Frank Sweeney, General Secretary of the WRP, said: ‘The great strength of our party is its internationalism. May Day is international workers day. We send our revolutionary greetings to the comrades of those who have died in struggle against imperialism.

‘We salute the 5,000 Palestinian prisoners and those who suffer in the torture chambers of Iraq and Libya and we stand with the Syrian people. The world crisis brings terrible things. Workers go hungry. Contracts are ripped up. The conditions are being created for a huge revolutionary transformation.

‘The most decisive issue is revolutionary leadership. We are that leadership, the WRP, the Young Socialists and the All Trades Unions Alliance. No one else is going to do it. He continued: ‘The movement in the Ukraine is an enormous inspiration. Glimpses of workers views have come through in interviews. Ukrainians don’t want Euro starvation and unemployment as in Greece.

‘This is part of the world revolution. Revolution is developing in South Africa. The African National Congress’s days are numbered. The ANC kept the western banks, and western-owned mines and industry with profits often going to the city of London.

‘Together with the workers in Egypt, the whole of Africa is ripe for revolution. The struggle extends from Syria, to Palestine to Venezuela. At the centre of the struggle is the revolutionary crisis that is developing in the EU and in the United States.

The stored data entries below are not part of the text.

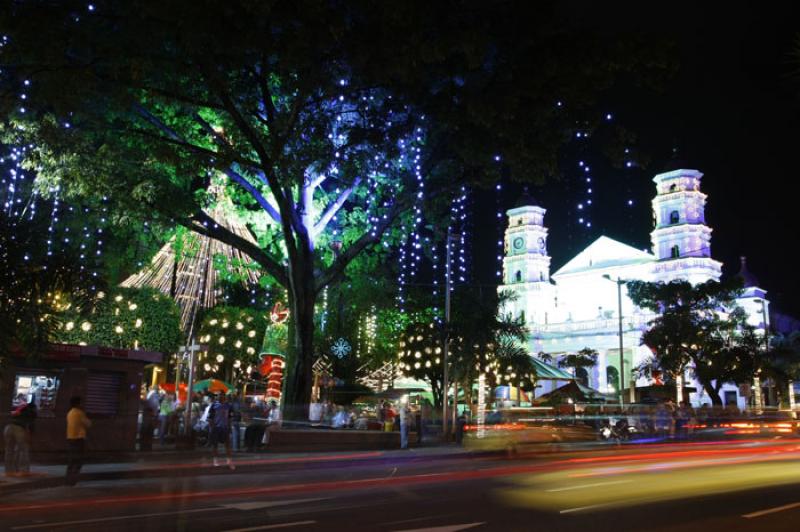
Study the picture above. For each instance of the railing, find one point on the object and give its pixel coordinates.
(637, 321)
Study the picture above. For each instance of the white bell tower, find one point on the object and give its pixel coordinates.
(526, 264)
(681, 239)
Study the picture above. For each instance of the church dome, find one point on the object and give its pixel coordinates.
(526, 200)
(744, 274)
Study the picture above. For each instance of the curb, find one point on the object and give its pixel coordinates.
(194, 469)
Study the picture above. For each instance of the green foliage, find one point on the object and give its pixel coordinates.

‘What is needed in this situation, where world revolution is developing at a record pace, is the building up of the revolutionary leadership worldwide. The capitalist class know that their system is in massive crisis which is why they launch their wars.

‘The UK’s government is very weak. The Labour and trade union leaders have let them get away with murder. The crisis of leadership in the working class has to be resolved to bring them down.

‘We have to make a huge expansion of membership. There is no reason not to build, whether young or old, we must feel confident. The job is there to be done. This May Day has to mark a turning point in building the revolutionary leadership. That’s the real way to extend the hand of solidarity to the oppressed.

‘Everyone here has to be involved. The only future is the world socialist revolution by taking power and getting rid of the capitalists.’